Das Buch startete in der Zeitform Präsenz. Der nächste Satz beschreibt die Zukunft. Kurz danach wurde aber zurückgeschwenkt ins Präteritum, weil kurz etwas aufgegriffen wurde, was zuvor passiert war. Dann gelangte man wieder ins Präsenz, dann wieder ins Präteritum... ehrlich gesagt bin ich bei so vielen Zeitsprüngen leider gleich zu Beginn des Romans ein bisschen ins Stocken gekommen. Diese Zeitsprünge gab es im Buch dann noch ein paar weitere (wenige) Male: die ganze Zeit wird in Präsenz geschrieben und dann schwenkte der Autor zurück zu etwas, was vor nur fünf Minuten geschehen war (aber völlig belanglos ist). Wenn schon Rückblenden, dann doch welche, die weiter zurückgehen, und etwas Interessantes aufdecken. Ich fand diese Zeitsprünge völlig fehl am Platz.

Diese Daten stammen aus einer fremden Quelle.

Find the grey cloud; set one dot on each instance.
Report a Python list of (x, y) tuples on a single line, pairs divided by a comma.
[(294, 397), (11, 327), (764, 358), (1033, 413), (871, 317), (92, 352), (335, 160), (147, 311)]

Dadurch, dass der Erzähler allwissend ist und ab und zu einen kleinen Einblick in die Zukunft gibt, kamen natürlich auch Fragen auf und Neugierde wurde geweckt. Ebenso interessant war, dass neben Nova eine Frau namens Kate eine wichtige Rolle zu spielen schien. Immer wieder wurde zwischendurch zu ihrer Geschichte gewechselt und ich fragte mich als Leser, auf welchem schicksalhaften Weg sich Nova und Kate begegnen würden.

--- Zwei Frauen – zwei schwierige Päckchen ---

Nova ist von Geburt an blind, dafür aber sehr eigensinnig, intelligent und kann wahnsinnig gut mit Worten. Sie ist 32 und hat in Oxford studiert (ich war fasziniert davon, wie das vonstatten ging, aber es wurde nicht näher drauf eingegangen). Seither ist sie Dolmetscherin und ihre Welt spiegelt sich größtenteils im Klang der Worte, der Musik und der Geräusche ihrer Umgebung ab. Ich habe sie vom ersten Augenblick gemocht, denn sie hat natürlich eine ganz andere „Sichtweise“ auf die Welt. Doch im Laufe des Buches habe ich immer mehr den Bezug zu ihre verloren.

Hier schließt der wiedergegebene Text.